ああ、本当に今日はツイてない。後輩と最寄り駅が一緒なのは知っていたけれど、コンビニで鉢合わせするなんてこれまで1度もなかったのに。
 後輩がふいに振り返ったのを見て、私は慌てて踵を返した。

 なんて惨めなんだろう。
 あの2人は仕事も今まで通り続けていて、寄り添って幸せそうで、何も変わらずに暮らしている。なのに私は、恋人を失い、仕事を失い、家も引っ越し、こんなふうにコソコソして。

 何がいけなかったのかな。
 そんなこと考えても、もう仕方がない事くらい知ってる。
 けれど、自分がとても惨めな存在に思えて、涙がこぼれ落ちそうになった。それが悔しくて、私はぎゅっと目を瞑ってから空を見上げた。

「遅かったねー。どっか寄り道してたの?」

 家に戻ると、真理子はすっかりお皿を包み終えて調理器具を仕舞い始めていた。私は真理子に買ってきた缶コーヒーを手渡す。

「うん。散歩がてら向こうのコンビニまで行ってきた」
「そっか。もう、この辺歩くこともなくなるしね」

 真理子は深く追求することもなく、私から缶コーヒーを受け取るとパキンと蓋を開けた。

「お。このカップケーキ、ブラックコーヒーと合わせるとなかなか美味しいよ」

 真理子に促されて、私もカップケーキを食べて缶コーヒーを一口含む。カップケーキの強烈な甘さとコーヒーの苦みがいい具合に混じり合って、凄く美味しい。

「本当だ。美味しい。真理子、ありがとう」
「どういたしましてー。美雪の今度住む所なんて、近くに美味しいお店がたくさんありそうだよね。いいなぁ」
「引っ越ししたら、遊びに来てよ。ワンルームマンションだけど、詰めればお布団敷けると思うから、泊まりに来てくれてもいいし。ちょっと古いけど、すごく素敵なの」
「本当? 行く行く!」

 真理子は私の誘いに嬉しそうに笑った。
 真理子が手伝ってくれたお陰で、荷詰めの作業はあっという間に終わった。あとは明日、引っ越し屋さんが荷物を運び出したらこのマンションともさようならだ。

「ねえ、真理子。私、何がいけなかったのかな?」

 ボソリと呟いた私の言葉に、ゴミを纏めていた真理子は怪訝な表情をした。

「可愛げが無かったのかな? それとも、毎晩ご飯作って待ってるせいで飲みに行けなくて重かったとか……」

 私が続けた言葉を聞いた真理子は顔を強張らせた。

「美雪! 美雪は悪くないよ。三国が見る目が無いの! あのぶりっ子にまんまと引っかかるなんて、ネズミ取りに引っ掛かるネズミレベルだわ」

 少しだけ声を荒げた真理子は、すぐに落ち着きを取り戻すとふぅと息を吐き、私を見た。
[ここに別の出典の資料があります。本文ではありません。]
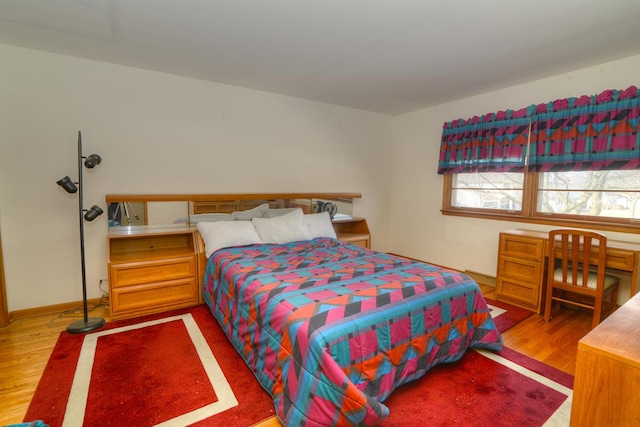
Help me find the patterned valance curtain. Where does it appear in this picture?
[438,109,530,174]
[529,86,640,172]
[438,86,640,174]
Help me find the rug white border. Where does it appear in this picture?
[473,348,573,427]
[62,313,238,427]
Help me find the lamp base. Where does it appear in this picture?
[67,317,106,334]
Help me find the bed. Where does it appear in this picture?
[203,209,502,426]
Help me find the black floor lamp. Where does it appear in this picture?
[57,131,105,334]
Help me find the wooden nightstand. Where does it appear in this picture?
[496,230,546,314]
[107,226,200,319]
[332,218,371,249]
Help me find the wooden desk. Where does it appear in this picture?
[571,294,640,427]
[496,229,640,314]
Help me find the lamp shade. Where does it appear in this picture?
[84,154,102,169]
[84,205,103,221]
[57,176,78,193]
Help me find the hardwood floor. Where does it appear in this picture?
[0,307,110,426]
[0,284,591,427]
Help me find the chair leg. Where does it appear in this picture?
[544,288,553,322]
[591,296,604,329]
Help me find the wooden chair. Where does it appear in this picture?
[544,228,620,329]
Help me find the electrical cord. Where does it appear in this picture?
[47,286,109,326]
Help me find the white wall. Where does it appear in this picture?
[0,45,393,311]
[389,52,640,304]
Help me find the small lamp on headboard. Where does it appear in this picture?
[57,131,105,334]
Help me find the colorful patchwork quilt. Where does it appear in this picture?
[203,238,502,426]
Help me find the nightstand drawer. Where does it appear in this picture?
[110,279,198,317]
[498,233,545,262]
[496,278,542,313]
[498,256,542,284]
[111,256,196,288]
「ねえ、美雪。今日はうちに泊まりにおいでよ。そうすれば、布団も今日のうちに片付けておけるし」
「え、いいの?」
「いいよ、大歓迎。来て来て」

 真理子にお誘いされて、私はお言葉に甘える事にした。なんとなく、今日はあのベットで眠りたくない。
 段ボール箱しかないがらんどうの部屋を見渡し、忘れ物が無いことを確認すると私はドアに鍵を掛けた。

「あれ? 何かゴミ袋に入れ忘れてた? 全部一纏めにしたつもりだったんだけど」

 エレベーターに乗り込むとき、真理子は私が大きなゴミ袋と一緒に持つ、小さなスーパーのレジ袋を見て怪訝な顔をした。

「うん、ちょっとね」

 私はそれを不燃ゴミのボックスに捨てる。ボックス中で他のゴミとぶつかったのか、カシャンと陶器のぶつかり合う音がした。

 レジ袋の重みが手から消え、心まで軽くなった気がした。